Mauna Kea Kaukaohu Trask, a fourth-generation native Hawaiian attorney and the county attorney, will portray King Kamehameha when The King’s Parade and Celebration unwinds on Ho‘olako Street starting at 9 a.m. Saturday.
“I had to talk him into it,” said Nalani Brun of the county’s Office of Economic Development. “He was shy about it, but he has the credentials of being an excellent king.”
Trask is a kanaka oiwi from the Ko‘olau district of Kauai, descended from Kaukaohu and Kaonali‘i. He follows in the footsteps of his father, Arthur Kaukohu Trask Jr., grandfather Arthur Kaukaohu Trask Sr., and great grandfather David Kaukaohu Trask, graduating from Kamehameha Schools, Oregon State University, and the University of Hawaii at Manoa William S. Richardson School of Law in 2004 with a juris doctorate.
He was raised by his grandfather to understand that Native Hawaiians are an aristocratic and educated people whose power comes from knowledge of their lands and the world around them, states a release.

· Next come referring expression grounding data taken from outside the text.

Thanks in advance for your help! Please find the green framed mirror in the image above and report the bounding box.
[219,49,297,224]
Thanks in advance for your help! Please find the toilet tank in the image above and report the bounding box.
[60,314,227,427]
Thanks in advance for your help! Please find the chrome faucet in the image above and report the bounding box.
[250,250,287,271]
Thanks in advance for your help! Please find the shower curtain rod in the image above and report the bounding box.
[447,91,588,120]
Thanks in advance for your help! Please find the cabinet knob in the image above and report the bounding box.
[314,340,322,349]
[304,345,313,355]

There is no admission to enjoy the parade and ho‘olaulea, which celebrates Ho‘okahi ka ‘ilau like ana, or “Wield the paddles together honoring Kauai’s Ocean Voyagers.”
The floral parade will feature the king’s float as well as pa‘u island horse units, floats, walking and riding units, and more.

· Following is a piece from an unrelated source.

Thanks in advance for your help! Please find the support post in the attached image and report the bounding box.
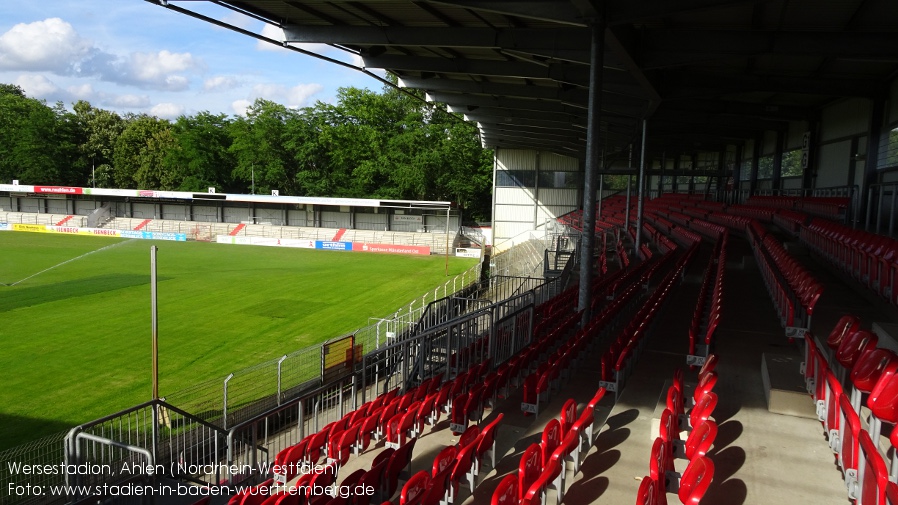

Special traffic advisories will be in effect during the parade, which will make its way on Ho‘olako Street and Rice Street before ending at the Historic County Building.

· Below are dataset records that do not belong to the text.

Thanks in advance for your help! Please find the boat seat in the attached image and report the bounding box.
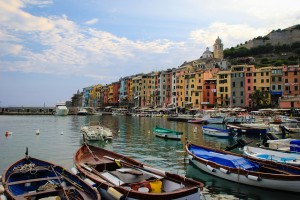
[8,176,62,186]
[260,165,293,175]
[19,186,77,198]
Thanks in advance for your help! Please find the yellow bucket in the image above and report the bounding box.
[149,180,162,193]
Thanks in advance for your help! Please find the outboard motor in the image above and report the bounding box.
[261,132,279,147]
[225,138,251,151]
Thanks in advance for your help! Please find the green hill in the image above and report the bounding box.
[224,25,300,66]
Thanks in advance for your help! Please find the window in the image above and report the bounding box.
[295,86,298,91]
[240,91,243,96]
[278,85,282,90]
[278,77,282,82]
[272,85,275,90]
[254,79,256,83]
[248,79,251,83]
[232,82,236,87]
[261,79,264,83]
[261,72,264,76]
[295,78,298,83]
[285,79,288,83]
[240,82,243,87]
[272,77,275,82]
[254,86,256,90]
[248,86,251,90]
[233,91,236,96]
[266,79,269,83]
[241,99,244,104]
[294,71,297,75]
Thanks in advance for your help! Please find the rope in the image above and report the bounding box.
[50,165,70,200]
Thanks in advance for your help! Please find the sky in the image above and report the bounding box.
[1,0,300,107]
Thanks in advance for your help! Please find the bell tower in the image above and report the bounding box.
[213,36,223,59]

The ho‘olaule‘a which follows will feature the ali‘i protocol before an audience of food booths, crafts, and Hawaiian cultural demonstrations. A day of Hawaiian entertainment follow.
Kamala Mersberg serves as the pa‘u queen for this year’s King’s Parade and Celebration, and Kealoha Saffery will sit as the pa‘u marshall.
Franklin Manoiki Contrades Jr., born in Kapaa Flats, known today as Waipouli, will serve as grand marshal.